ROBOTC has a very powerful utility for testing digital sensors on the NXT. Digital sensors are those that support the industry standard I2C protocol for communications between the NXT and the sensor. The utility allows you to easily test an I2C sensor on the NXT. A screen shot of the utility is shown below.
Use either of these two buttons to quickly configure all four sensor ports as a custom I2C sensor.
“Fast” sensors will use the ROBOTC firmware capability to
transmit I2C messages at five times the speed found in the standard LEGO
supplied firmware. Fast mode generally works with all third party sensors, slow
mode is required for the LEGO ultrasonic sensor. The difference is that most 3rd
party sensors include a microprocessor that has I2C messaging support in
hardware and can keep up with the faster ROBOTC messaging rate.

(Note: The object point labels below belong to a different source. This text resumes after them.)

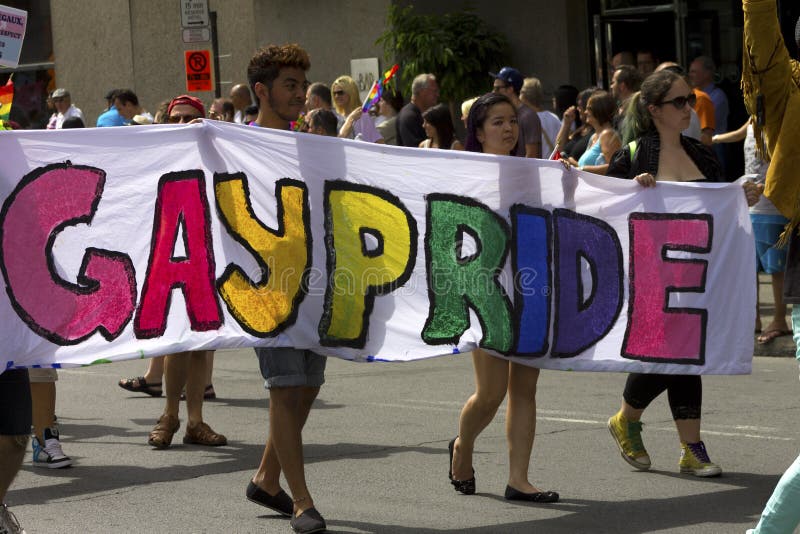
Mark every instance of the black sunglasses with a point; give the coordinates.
(680, 101)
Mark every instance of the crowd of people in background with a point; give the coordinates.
(657, 121)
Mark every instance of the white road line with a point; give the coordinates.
(442, 406)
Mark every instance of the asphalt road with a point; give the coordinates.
(376, 448)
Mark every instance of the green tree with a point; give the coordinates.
(459, 48)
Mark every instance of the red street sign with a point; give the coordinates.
(198, 70)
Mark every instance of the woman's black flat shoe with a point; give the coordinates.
(467, 487)
(538, 496)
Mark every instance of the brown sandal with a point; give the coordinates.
(161, 435)
(201, 434)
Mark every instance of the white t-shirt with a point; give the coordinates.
(693, 130)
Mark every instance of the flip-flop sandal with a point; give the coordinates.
(771, 335)
(140, 385)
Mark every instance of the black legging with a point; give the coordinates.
(685, 393)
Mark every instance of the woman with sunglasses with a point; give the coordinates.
(654, 151)
(345, 95)
(492, 128)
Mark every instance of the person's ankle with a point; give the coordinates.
(273, 488)
(301, 504)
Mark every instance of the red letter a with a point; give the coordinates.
(181, 203)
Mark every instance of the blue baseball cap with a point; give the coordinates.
(511, 76)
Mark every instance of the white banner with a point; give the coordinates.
(123, 243)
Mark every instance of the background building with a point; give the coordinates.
(91, 46)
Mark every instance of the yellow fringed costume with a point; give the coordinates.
(769, 71)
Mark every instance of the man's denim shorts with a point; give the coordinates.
(285, 367)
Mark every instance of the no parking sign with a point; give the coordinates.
(198, 70)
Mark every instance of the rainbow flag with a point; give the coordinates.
(6, 97)
(375, 93)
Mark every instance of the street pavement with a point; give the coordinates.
(376, 449)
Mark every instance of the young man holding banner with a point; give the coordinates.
(277, 76)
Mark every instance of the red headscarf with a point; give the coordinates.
(187, 100)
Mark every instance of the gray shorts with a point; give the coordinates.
(285, 367)
(15, 403)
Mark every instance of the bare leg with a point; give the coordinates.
(491, 384)
(155, 370)
(758, 304)
(176, 370)
(288, 411)
(631, 413)
(779, 321)
(688, 430)
(196, 385)
(43, 405)
(209, 367)
(269, 470)
(521, 424)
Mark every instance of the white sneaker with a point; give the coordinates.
(50, 455)
(8, 522)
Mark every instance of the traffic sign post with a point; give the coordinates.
(194, 13)
(198, 71)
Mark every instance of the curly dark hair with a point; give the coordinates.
(267, 62)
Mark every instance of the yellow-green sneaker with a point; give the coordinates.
(695, 461)
(628, 435)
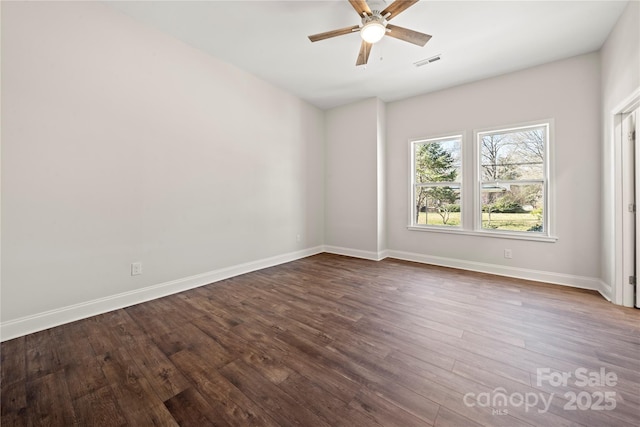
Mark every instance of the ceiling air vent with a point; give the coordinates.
(427, 61)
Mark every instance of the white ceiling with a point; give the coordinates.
(476, 39)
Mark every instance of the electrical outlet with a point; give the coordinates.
(136, 268)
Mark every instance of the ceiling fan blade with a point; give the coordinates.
(365, 50)
(397, 7)
(360, 6)
(334, 33)
(408, 35)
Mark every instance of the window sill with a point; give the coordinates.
(494, 234)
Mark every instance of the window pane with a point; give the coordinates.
(513, 155)
(438, 161)
(513, 207)
(437, 206)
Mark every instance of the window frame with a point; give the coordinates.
(548, 220)
(471, 200)
(413, 185)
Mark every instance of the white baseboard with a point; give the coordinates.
(41, 321)
(48, 319)
(501, 270)
(356, 253)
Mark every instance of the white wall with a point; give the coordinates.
(120, 144)
(620, 58)
(354, 144)
(566, 91)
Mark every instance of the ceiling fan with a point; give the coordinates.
(375, 26)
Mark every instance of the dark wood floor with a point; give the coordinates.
(331, 340)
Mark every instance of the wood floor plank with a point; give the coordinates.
(282, 407)
(13, 362)
(99, 408)
(232, 405)
(49, 402)
(333, 340)
(189, 408)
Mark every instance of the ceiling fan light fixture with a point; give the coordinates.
(373, 28)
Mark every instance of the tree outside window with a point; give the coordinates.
(513, 179)
(437, 182)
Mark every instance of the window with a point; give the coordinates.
(510, 174)
(513, 180)
(436, 182)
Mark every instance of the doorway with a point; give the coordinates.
(627, 161)
(630, 189)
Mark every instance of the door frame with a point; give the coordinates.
(622, 291)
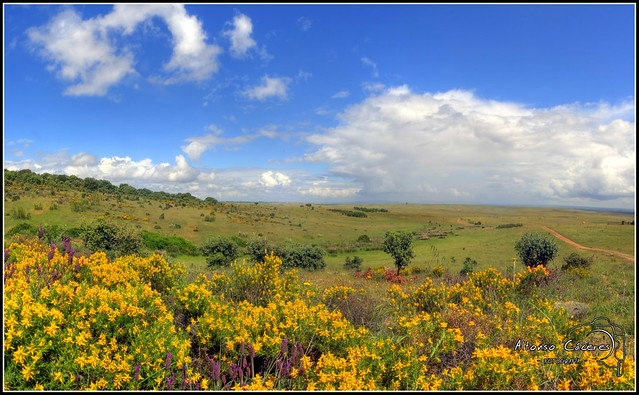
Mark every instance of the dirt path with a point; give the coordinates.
(567, 240)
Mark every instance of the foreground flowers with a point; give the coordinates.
(134, 323)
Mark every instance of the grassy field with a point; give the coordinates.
(471, 231)
(446, 236)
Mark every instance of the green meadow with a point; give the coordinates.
(445, 236)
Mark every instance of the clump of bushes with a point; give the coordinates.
(20, 213)
(114, 239)
(536, 249)
(354, 263)
(506, 226)
(295, 255)
(439, 271)
(469, 265)
(575, 260)
(173, 245)
(219, 251)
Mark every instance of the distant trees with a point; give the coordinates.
(219, 251)
(114, 239)
(536, 249)
(400, 246)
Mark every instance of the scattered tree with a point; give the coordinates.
(536, 249)
(399, 245)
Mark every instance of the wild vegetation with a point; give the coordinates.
(119, 295)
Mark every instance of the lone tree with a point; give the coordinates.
(219, 251)
(399, 245)
(536, 249)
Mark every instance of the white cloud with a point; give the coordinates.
(272, 179)
(270, 87)
(240, 36)
(198, 145)
(369, 62)
(340, 95)
(400, 145)
(304, 23)
(329, 192)
(84, 52)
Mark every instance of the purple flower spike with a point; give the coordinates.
(215, 369)
(168, 361)
(52, 252)
(66, 245)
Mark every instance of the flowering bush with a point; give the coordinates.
(78, 323)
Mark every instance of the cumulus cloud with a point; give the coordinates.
(304, 23)
(272, 179)
(372, 64)
(270, 87)
(240, 36)
(84, 52)
(198, 145)
(453, 146)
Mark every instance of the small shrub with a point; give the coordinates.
(20, 213)
(536, 249)
(80, 205)
(469, 265)
(439, 271)
(111, 238)
(219, 251)
(574, 260)
(354, 263)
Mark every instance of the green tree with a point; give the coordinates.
(114, 239)
(219, 251)
(400, 246)
(536, 249)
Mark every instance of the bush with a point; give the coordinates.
(24, 228)
(574, 261)
(172, 244)
(20, 213)
(400, 246)
(219, 251)
(354, 263)
(439, 271)
(111, 238)
(469, 265)
(536, 249)
(258, 248)
(304, 256)
(297, 255)
(80, 205)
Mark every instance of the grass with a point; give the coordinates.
(609, 291)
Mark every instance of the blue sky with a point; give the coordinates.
(477, 104)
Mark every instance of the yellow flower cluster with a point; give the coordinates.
(105, 325)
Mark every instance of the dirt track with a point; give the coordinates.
(567, 240)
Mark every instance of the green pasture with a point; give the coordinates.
(454, 232)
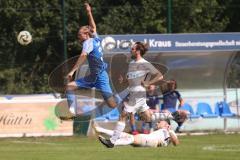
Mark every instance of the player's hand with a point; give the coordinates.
(145, 84)
(70, 76)
(87, 7)
(120, 79)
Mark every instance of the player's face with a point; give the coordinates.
(162, 124)
(82, 35)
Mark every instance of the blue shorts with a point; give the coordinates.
(100, 82)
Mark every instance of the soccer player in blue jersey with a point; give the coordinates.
(93, 53)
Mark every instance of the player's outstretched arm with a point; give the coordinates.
(174, 138)
(90, 17)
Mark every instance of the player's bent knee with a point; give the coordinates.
(111, 102)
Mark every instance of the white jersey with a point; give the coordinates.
(137, 73)
(158, 138)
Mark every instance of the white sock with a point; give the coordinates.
(124, 140)
(103, 130)
(161, 116)
(117, 132)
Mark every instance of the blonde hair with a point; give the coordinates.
(142, 47)
(87, 29)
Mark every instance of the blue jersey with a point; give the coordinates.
(152, 101)
(92, 47)
(170, 99)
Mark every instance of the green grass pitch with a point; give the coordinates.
(205, 147)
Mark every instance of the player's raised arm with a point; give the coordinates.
(90, 17)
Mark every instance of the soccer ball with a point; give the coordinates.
(24, 38)
(108, 43)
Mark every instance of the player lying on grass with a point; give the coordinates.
(139, 71)
(161, 137)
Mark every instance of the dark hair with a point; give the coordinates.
(142, 47)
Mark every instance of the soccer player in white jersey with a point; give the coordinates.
(161, 137)
(98, 77)
(138, 70)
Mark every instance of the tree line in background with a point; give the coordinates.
(25, 69)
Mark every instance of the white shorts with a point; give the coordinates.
(145, 140)
(136, 100)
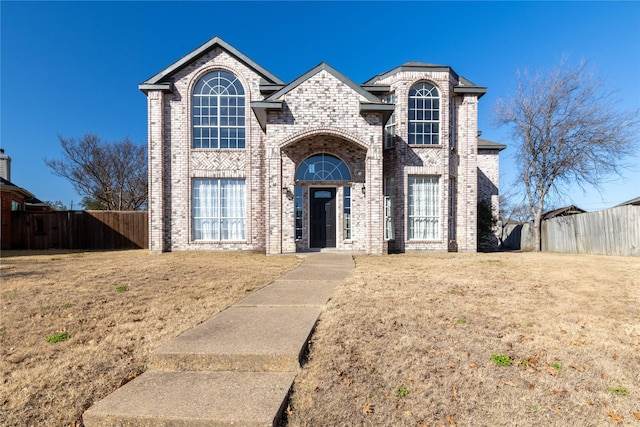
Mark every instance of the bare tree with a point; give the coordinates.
(109, 176)
(568, 129)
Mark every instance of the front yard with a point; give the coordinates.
(429, 339)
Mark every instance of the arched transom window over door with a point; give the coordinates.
(323, 167)
(424, 114)
(218, 111)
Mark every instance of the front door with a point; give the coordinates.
(323, 217)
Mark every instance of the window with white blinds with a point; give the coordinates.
(219, 212)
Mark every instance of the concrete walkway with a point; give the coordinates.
(236, 368)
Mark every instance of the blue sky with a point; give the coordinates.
(70, 68)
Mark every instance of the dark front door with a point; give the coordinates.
(323, 217)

Slow sensors
have a “bit-banged’ implementation and cannot keep up.
Configure these parameters for either standard LEGO firmware or ROBOTC firmware. Standard firmware does not support fast mode signaling and will always try to send a I2C message three times before reporting failures. Trying three times can easily mask intermittent transient errors.
The number of total tries can be user configured in the ROBOTC
firmware. The default value is a total of three tries. Setting the number of
retries to zero is useful to ensure transient errors are not masked.
Use these drop down menu items to set the sensor type and sensor mode for each of the four sensor ports. When this utility is first opened, it will interrogate the NXT to get the current settings of these values. The “Fast I/O” check-mark is read-only. It is calculated from the type of sensor.
If you want to test a LEGO ultrasonic tester with this utility, do not set the type to “SONAR”. This will activate the built-in firmware device driver which will periodically poll the value of the ultra-sonic sensor. The device driver does not expect any other application to send I2C messages to the sensor! Instead set the type to “I2C Custom Slow”.
These fields represent the “heart” of the I2C Test Utility. It allows up to six different I2C messages that can be sent in every “cycle” of the test utility.
Field |
Meaning |
Port |
Used to select which of the four ports that should be used. |
Output Message |
Contains the hexadecimal bytes for the message to be sent. |
Reply Len |
Contains the number of reply bytes to send |
Reply |
If a non-zero reply length, contains the received reply |
Select |
Used to include / exclude this message from the test cycle. |
Count |
Number of times the message has been sent. |
Bus Errs |
Number of bus errors encountered during error transmission. Bus error is detected by the I2C firmware and usually indicates an attempt to send an I2C message to a sensor that does not support I2C messaging. |
Same Msg |
Number of times that reply message received is the same contents as received in the previous cycle. This provides a good method to test most sensors. Run the test in “continuous’ mode for 10K (or higher) cycles and see if the same reply was always received. |
These buttons select whether a single test cycle or continuous testing should be performed.